Hello everyone. My name is Daniel and I live in Florida. I have been an owner of 09 335d since august. She has 11K on it and I really enjoy driving this car. Thank you to TITO for getting me on to this forum.


----------



## Marine5302 (Sep 13, 2009)

Welcome aboard!


----------



## BMW Power (Jul 25, 2007)

Welcome! I will be joining you in September!


----------



## Chrisdridley (Jun 29, 2009)

Welcome to the club


----------



## lalitkanteti (Nov 15, 2009)

welcome:thumbup:


----------



## RoBMWED (Aug 3, 2007)

*Welcome !*

Congratulations !

Sign up for the Bimmerfest Diesel Social Group. Here is the link:

http://www.bimmerfest.com/forums/group.php?groupid=15

Good place to post pics of your 335d

Cheers


----------



## Neutrinolad (Jun 23, 2009)

Welcome!


----------



## Dennis328i (Apr 5, 2007)

Welcome to the diesel world!


----------



## FIREFIGHTER1022 (Mar 18, 2010)

Nice"


----------



## autoJeff (Oct 1, 2009)

Welcome.

My 335d visited Florida a couple months ago. Good thing our cars didn't cross the streams.


----------



## Flyingman (Sep 13, 2009)

ztz335d said:


> Hello everyone. My name is Daniel and I live in Florida. I have been an owner of 09 335d since august. She has 11K on it and I really enjoy driving this car. Thank you to TITO for getting me on to this forum.
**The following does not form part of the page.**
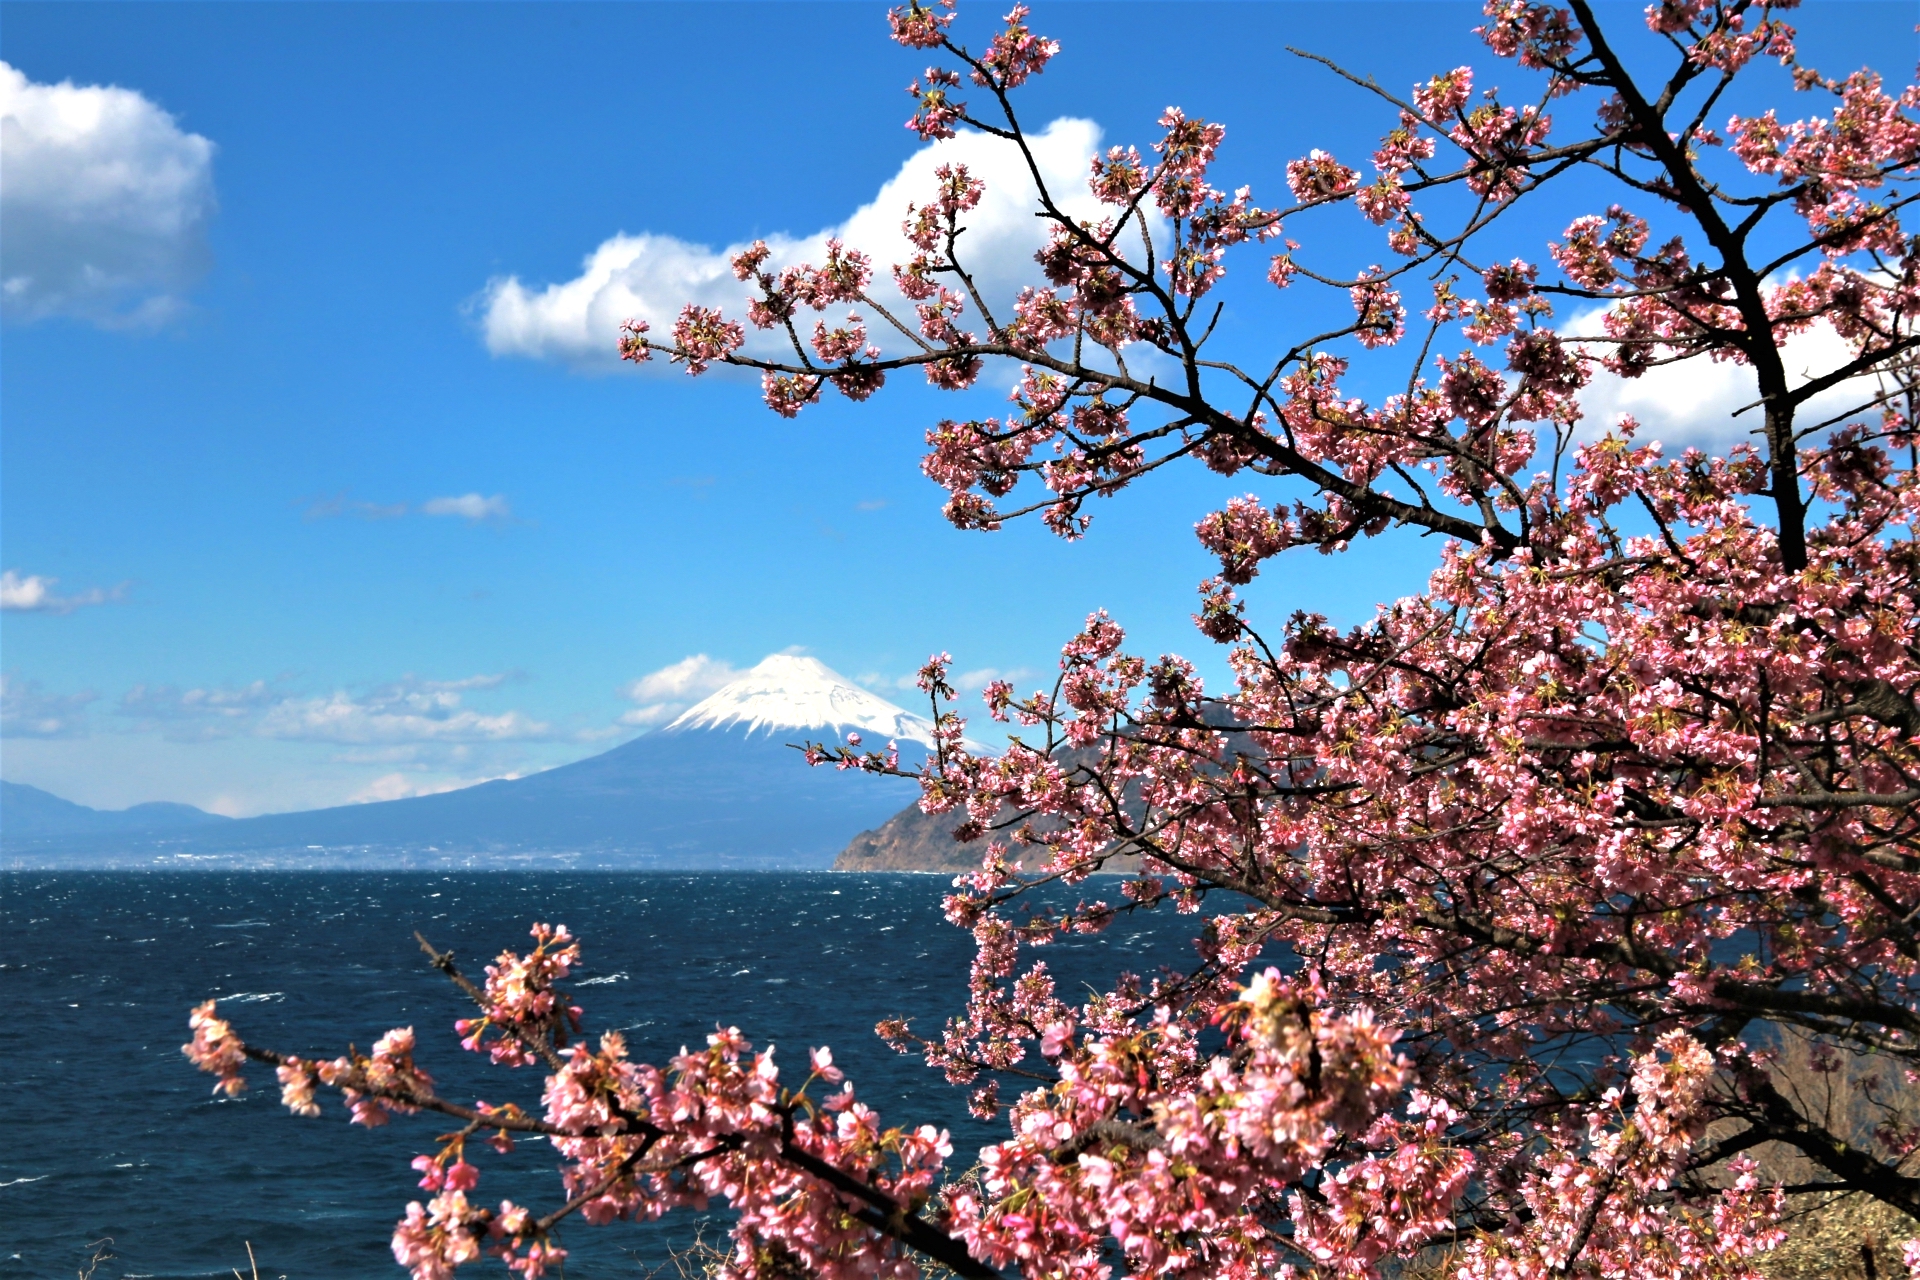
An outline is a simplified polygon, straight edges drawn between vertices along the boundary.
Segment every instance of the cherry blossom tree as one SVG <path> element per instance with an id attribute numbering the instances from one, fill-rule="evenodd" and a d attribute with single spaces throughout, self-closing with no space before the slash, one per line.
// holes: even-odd
<path id="1" fill-rule="evenodd" d="M 408 1029 L 309 1061 L 209 1004 L 187 1052 L 230 1090 L 272 1064 L 302 1114 L 324 1085 L 360 1123 L 462 1120 L 394 1238 L 423 1280 L 487 1250 L 536 1276 L 569 1215 L 713 1198 L 742 1277 L 1364 1276 L 1441 1246 L 1462 1277 L 1743 1276 L 1797 1189 L 1758 1176 L 1769 1144 L 1920 1216 L 1920 1117 L 1887 1093 L 1847 1129 L 1774 1062 L 1799 1037 L 1821 1069 L 1920 1072 L 1920 237 L 1898 186 L 1920 89 L 1806 65 L 1788 8 L 1669 0 L 1622 30 L 1585 0 L 1488 0 L 1502 88 L 1321 68 L 1389 126 L 1366 172 L 1314 151 L 1257 206 L 1213 185 L 1225 128 L 1168 108 L 1145 151 L 1091 157 L 1090 221 L 1015 110 L 1059 46 L 1016 7 L 975 52 L 950 5 L 909 0 L 893 37 L 935 59 L 909 127 L 1027 157 L 1045 283 L 984 296 L 982 185 L 950 166 L 890 282 L 855 247 L 755 245 L 743 316 L 628 324 L 628 358 L 758 371 L 788 417 L 1004 367 L 1010 412 L 926 433 L 964 529 L 1078 537 L 1091 500 L 1189 459 L 1268 490 L 1197 528 L 1228 687 L 1096 615 L 1049 688 L 987 689 L 1009 738 L 980 754 L 944 655 L 922 672 L 922 807 L 990 837 L 946 903 L 978 954 L 944 1028 L 880 1032 L 1007 1117 L 971 1169 L 933 1127 L 883 1128 L 825 1049 L 796 1084 L 732 1029 L 665 1068 L 582 1039 L 578 944 L 544 925 L 479 985 L 428 948 L 478 1004 L 466 1046 L 545 1068 L 544 1114 L 440 1098 Z M 1730 114 L 1776 81 L 1793 106 Z M 1510 242 L 1508 211 L 1547 200 L 1565 231 Z M 1378 228 L 1377 261 L 1288 234 L 1342 217 Z M 1229 257 L 1325 291 L 1324 322 L 1223 332 Z M 1833 367 L 1789 355 L 1812 333 Z M 1702 361 L 1750 371 L 1752 443 L 1669 456 L 1583 414 L 1595 379 Z M 1261 630 L 1237 594 L 1283 551 L 1396 528 L 1439 535 L 1436 567 L 1363 626 Z M 808 754 L 901 772 L 857 740 Z M 1138 870 L 1091 879 L 1110 864 Z M 1032 954 L 1156 907 L 1196 915 L 1190 970 L 1075 1004 Z M 550 1141 L 564 1202 L 470 1199 L 484 1134 Z"/>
Alright, Finally! Get some data and photos uploaded Daniel.

Did you ever figure out that Warning Triangle on your dash? If not post a description, I'm sure somebody here has seen it.

I tried the DTC and if you turn it off you get a warning and the little triangle with exclamation point. I think the triangle warning applies to all warnings, just a friendly reminder that something is wrong.


----------